Il a, comme à son habitude, utilisé de nombreuses citations pour étayer son
propos. Et il est vrai que certaines avaient une résonnance très
actuelle !
Mais je voudrais surtout centrer ce deuxième billet sur un
des points que j’évoquais dès hier dans mon premier texte. Il s’agit du rapport
de la pédagogie à la science et en particulier dans le contexte actuel de
développement des neurosciences, de son usage (ou mésusage) dans les débats et
les injonctions ministérielles.
Un atelier (auquel j’ai participé) était particulièrement
consacré à ce thème mais on retrouvait aussi cette problématique abordée dans
d’autres discussions comme par exemple celle sur les rapports entre la
recherche et la pédagogie ou encore celle sur l’accompagnement scientifique des
innovations et expérimentations.
Les neurosciences :
entre engouement et défiance ?
Les Cahiers
Pédagogiques avaient consacré
en février 2016 un dossier à ce thème. Les coordonnateurs du dossier,
Nicole Bouin et Jean-Michel Zakhartchouk, dans l’avant propos,
disaient vouloir se situer entre «défiance
absolue ou engouement sans réserve»
La question qu’ils posaient était aussi celle de savoir
comment les neurosciences peuvent éclairer (et faire évoluer) notre pratique
dans nos classes et nos établissements. C’est une des questions qui s’est posée
dans l’atelier de cette biennale.
J’avais participé il y a quelques semaines à une journée
d’études très intéressante organisée par la
FCPE. On m’avait demandé de jouer le rôle de « grand témoin »

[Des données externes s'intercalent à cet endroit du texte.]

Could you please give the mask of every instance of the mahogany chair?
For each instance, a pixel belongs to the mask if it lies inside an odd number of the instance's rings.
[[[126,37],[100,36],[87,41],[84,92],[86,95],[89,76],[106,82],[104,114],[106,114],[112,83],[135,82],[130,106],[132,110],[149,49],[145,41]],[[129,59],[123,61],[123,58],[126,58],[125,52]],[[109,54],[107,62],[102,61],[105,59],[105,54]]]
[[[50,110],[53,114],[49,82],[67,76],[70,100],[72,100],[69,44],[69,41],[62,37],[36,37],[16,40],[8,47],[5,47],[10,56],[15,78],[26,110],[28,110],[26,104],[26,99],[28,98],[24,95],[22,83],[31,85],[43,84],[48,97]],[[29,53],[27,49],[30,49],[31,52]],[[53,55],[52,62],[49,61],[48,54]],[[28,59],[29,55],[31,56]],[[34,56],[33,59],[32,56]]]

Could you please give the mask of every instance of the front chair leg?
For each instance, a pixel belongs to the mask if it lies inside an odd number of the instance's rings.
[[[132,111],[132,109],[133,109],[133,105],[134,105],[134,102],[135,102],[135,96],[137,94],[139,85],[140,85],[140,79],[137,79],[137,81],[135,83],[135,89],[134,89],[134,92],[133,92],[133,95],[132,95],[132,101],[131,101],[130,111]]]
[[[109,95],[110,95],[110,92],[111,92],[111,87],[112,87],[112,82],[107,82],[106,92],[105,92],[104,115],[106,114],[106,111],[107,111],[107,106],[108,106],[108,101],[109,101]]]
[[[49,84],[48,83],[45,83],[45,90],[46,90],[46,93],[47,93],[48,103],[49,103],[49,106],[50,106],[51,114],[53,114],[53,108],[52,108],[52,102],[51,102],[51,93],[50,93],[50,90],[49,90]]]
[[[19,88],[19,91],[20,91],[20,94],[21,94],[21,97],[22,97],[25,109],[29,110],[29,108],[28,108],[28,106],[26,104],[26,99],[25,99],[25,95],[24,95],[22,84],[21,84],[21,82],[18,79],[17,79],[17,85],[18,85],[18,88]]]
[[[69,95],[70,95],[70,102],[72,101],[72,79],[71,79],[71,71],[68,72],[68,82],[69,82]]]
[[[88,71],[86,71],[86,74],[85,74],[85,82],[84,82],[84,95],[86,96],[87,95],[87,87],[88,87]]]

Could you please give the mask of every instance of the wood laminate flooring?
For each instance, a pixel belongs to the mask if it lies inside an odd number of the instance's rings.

dans un évènement consacré aux neurosciences. J’avais beaucoup apprécié cet
exercice et eu le sentiment d’y apprendre beaucoup de choses. J’en avais retiré
la conviction que les recherches actuelles confirmaient un bon nombre d’intuitions
des pédagogues.
Dessin de Jack Koch paru dans le n° 527 des Cahiers Pédagogiques |
Je n’ai pas la prétention, dans ce court billet, de faire le
tour de la question. Mais on peut rapidement évoquer quelques pistes. Dans un
des articles de vulgarisation les plus célèbres, Stanislas Dehaene présente
« Quatre
piliers de l’apprentissage » selon les neurosciences :
l’attention, l’engagement actif, le retour d’information et la consolidation. On
retrouve des pratiques déjà présentes dans les classes mais qui sont confirmées
par ces recherches.
L’attention nous renvoie à toutes les pratiques récentes autour
de la concentration (voire la méditation) que l’on peut avoir en classe pour
permettre aux élèves de canaliser leur attention.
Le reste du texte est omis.